日本キリスト教団

西千葉教会

神が求められる愛

2020年09月

 わたしは、人からの誉れは受けない。 しかし、あなたたちの内には神への愛がないことを、わたしは知っている。

ヨハネによる福音書 5章41節〜42節

 主イエスは38年間も病気で苦しんでいる人が疲れ果てているのを見て、放っておくことはできませんでした。だからそれが安息日律法に違反する罪に当たると知りながらも、救いの手を差し伸べられたのです。そんな主イエスを、ファリサイ派のユダヤ人たちは受け入れようとしませんでした。 それどころか律法違反の罪で宗教裁判にかけ、死刑を宣告し、十字架にかけて殺してしまったのです。
 しかし主イエスを取り巻く全員がそんな殺意を抱いていたのかと思いながら聖書を読み進めてゆくと、「議員の中にもイエスを信じる者は多かった。ただ、会堂から追放されるのを恐れ、ファリサイ派の人々をはばかって公に言い表さなかった。彼らは、神からの誉れよりも、人間からの誉れの方を好んだのである」(12:42―45)とあるのです。冒頭に掲げた聖句、「わたしは、人からの誉れは受けない」と言われた主イエスとは実に対照的です。つまり、主イエスに同調し、信じる者さえいたにもかかわらず、彼らは自己保身のため、恐くてそれを口にできなかったのです。
 80年前に日米開戦を決議した面々の中にも「アメリカ相手に勝てると思わない」という人が多数を占めていたと言われています。しかし誰も「負けるからやめよう」とは口にできませんでした。なぜでしょう。大和魂を持った軍人、官僚としてそれはできないことだったのです。その結果、数えきれない犠牲者を出しました。しかし当時の国民も言えませんでしたし、今を生きる私たちにとってもそれは他人事ではありません。
 そして主イエスを十字架へと追いやった人々は、いい加減な気持ちでそうしたのではありません。彼らはごく真面目な人たちでした。主イエスが、「あなたたちは、モーセを信じた」(46節)と言っているように、彼らはモーセ律法に対してはこの上なく忠実で、その意味では「心を尽くし、精神を尽くし、思いを尽くして神を愛する」人々でした。しかし、この「神への愛」が、隣人を愛して生きられた「主イエスを殺す」ことにつながったのです。

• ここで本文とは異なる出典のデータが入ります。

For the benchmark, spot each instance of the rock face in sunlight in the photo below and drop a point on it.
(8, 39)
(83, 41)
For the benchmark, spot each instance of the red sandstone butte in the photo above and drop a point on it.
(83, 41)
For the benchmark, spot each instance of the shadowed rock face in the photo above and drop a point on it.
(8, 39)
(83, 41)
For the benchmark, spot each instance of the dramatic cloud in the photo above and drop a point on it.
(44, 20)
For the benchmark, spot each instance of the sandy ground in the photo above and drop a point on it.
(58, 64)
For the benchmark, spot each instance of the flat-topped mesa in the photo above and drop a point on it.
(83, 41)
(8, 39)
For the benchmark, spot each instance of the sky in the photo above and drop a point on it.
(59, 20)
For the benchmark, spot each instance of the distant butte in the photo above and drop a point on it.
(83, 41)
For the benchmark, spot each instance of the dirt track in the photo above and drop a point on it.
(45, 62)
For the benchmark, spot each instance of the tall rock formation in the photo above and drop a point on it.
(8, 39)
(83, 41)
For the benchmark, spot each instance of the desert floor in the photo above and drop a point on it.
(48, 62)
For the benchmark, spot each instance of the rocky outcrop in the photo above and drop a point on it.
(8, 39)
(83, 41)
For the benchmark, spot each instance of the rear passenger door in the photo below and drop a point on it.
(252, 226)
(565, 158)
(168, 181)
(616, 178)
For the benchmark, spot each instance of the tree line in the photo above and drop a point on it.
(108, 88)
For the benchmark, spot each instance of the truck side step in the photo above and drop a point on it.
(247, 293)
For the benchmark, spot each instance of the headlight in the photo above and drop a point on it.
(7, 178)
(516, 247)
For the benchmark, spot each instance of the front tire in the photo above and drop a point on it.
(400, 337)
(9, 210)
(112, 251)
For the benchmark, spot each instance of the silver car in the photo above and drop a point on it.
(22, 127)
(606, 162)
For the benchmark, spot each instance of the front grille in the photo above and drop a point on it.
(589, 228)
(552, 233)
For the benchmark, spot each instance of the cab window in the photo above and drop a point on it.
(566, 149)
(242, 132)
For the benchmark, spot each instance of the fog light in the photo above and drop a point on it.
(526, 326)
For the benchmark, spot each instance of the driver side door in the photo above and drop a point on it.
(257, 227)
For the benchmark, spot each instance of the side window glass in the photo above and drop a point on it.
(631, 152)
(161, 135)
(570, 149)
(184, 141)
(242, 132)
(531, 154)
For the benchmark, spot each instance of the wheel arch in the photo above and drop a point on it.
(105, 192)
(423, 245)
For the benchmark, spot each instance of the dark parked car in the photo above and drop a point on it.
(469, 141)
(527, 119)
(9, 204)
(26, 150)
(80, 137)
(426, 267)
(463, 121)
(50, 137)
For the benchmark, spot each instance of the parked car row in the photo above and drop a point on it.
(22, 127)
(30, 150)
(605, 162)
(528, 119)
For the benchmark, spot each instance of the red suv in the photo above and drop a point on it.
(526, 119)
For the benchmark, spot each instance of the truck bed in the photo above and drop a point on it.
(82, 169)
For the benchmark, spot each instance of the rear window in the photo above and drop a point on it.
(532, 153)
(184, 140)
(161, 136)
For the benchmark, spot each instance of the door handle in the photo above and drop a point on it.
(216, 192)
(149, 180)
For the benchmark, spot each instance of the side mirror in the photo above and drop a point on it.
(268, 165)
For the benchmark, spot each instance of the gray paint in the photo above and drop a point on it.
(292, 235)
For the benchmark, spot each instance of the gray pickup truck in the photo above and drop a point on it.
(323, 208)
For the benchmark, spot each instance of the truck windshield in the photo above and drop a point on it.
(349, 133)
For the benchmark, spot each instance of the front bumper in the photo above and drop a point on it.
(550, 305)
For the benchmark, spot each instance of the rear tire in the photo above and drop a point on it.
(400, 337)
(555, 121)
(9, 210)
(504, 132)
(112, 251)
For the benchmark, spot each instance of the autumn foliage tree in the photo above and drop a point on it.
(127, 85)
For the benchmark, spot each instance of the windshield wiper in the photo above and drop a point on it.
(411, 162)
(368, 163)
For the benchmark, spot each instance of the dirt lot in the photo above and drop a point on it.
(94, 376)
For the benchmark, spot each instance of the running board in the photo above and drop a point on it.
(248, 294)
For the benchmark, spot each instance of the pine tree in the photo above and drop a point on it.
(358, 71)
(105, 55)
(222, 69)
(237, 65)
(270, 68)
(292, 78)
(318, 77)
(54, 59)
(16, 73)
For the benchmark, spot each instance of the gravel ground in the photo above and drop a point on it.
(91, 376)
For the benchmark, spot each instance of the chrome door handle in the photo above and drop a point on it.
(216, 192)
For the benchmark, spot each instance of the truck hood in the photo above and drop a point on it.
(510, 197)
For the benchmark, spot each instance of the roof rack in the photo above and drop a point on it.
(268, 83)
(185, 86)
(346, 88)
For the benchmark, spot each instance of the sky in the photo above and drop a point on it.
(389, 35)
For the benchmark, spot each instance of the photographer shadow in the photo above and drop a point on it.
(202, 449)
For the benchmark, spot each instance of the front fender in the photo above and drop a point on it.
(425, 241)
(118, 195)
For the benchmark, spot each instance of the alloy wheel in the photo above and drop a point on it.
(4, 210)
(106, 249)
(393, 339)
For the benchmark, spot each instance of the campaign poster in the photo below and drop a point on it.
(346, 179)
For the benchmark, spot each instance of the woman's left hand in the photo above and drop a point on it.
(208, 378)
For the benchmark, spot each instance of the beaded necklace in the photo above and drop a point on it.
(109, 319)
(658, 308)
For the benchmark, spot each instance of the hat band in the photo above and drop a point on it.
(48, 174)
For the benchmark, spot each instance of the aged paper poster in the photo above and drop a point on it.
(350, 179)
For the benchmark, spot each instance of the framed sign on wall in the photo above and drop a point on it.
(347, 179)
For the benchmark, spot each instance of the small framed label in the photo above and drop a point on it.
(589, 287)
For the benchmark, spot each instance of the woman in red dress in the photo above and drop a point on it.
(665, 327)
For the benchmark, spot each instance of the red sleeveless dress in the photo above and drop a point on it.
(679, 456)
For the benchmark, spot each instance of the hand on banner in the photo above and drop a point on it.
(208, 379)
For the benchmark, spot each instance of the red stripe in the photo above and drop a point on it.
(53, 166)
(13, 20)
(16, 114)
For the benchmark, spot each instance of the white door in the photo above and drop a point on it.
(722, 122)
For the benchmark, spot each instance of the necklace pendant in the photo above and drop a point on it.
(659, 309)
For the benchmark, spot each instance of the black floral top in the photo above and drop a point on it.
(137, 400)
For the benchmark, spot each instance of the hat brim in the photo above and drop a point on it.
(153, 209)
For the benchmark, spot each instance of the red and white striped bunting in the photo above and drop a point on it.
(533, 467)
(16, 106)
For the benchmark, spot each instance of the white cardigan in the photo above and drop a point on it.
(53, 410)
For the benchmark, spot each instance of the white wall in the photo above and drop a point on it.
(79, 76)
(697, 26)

これは、世界史の只中で起こった最大の矛盾です。そして、この悲劇は今日も繰り返されているのです。つまり、すべての戦争が「正義」を唱えることによってなされるように、熱心に正義を唱える人々ほど他者を裁き、殺すのです。「神を愛する」と言う人々が隣人を殺す。恐ろしいことに原理主義化された神は人を殺し、その神の前では皆が黙るのです。
 有名なマハトマ・ガンジーは、主イエスの山上の説教に感銘を受け、「絶対非暴力」を掲げて民族和解のために献身的に働いたインド独立の父でした。そのガンジーを殺したのはヒンズー原理主義者でした。その時、暗殺者は「ああ、神よ!」と叫んだと言われています。今もパレスチナの人々に終わりなき苦しみを与えているのもユダヤ教原理主義を信奉するイスラエルですし、キリスト教原理主義者たちはそれを正当化して支援してきました。それに対し、イスラム原理主義者たちは「聖戦」を叫んでテロを繰り返しています。これが私たちの世界の惨めな現実です。 
 しかし主イエスは、モーセ律法を重んじると言いながら隣人を平気で殺す人々に向かって、「あなたたちの内には神への愛がない」(42節)とはっきり言われました。それは「隣人への愛を欠いた神への愛」など存在しないということに他なりません。
 「我と汝」の著者であるM・ブーバーは「愛は我の内にあるのではなく、我と汝の間にあるもの」と言いました。つまり、「愛は私の心の中にあるものではなく、私と誰か私でない隣人との間にあるもの」ということです。愛は二人以上の人が出会わなければ生じないのです。「二人または三人がわたしの名によって集まるところには、わたしもその中にいる」(マタイ18:20)と言われた主イエスの言葉には、その真意が込められています。神が求められる愛は、自分が納得できる愛ではありません。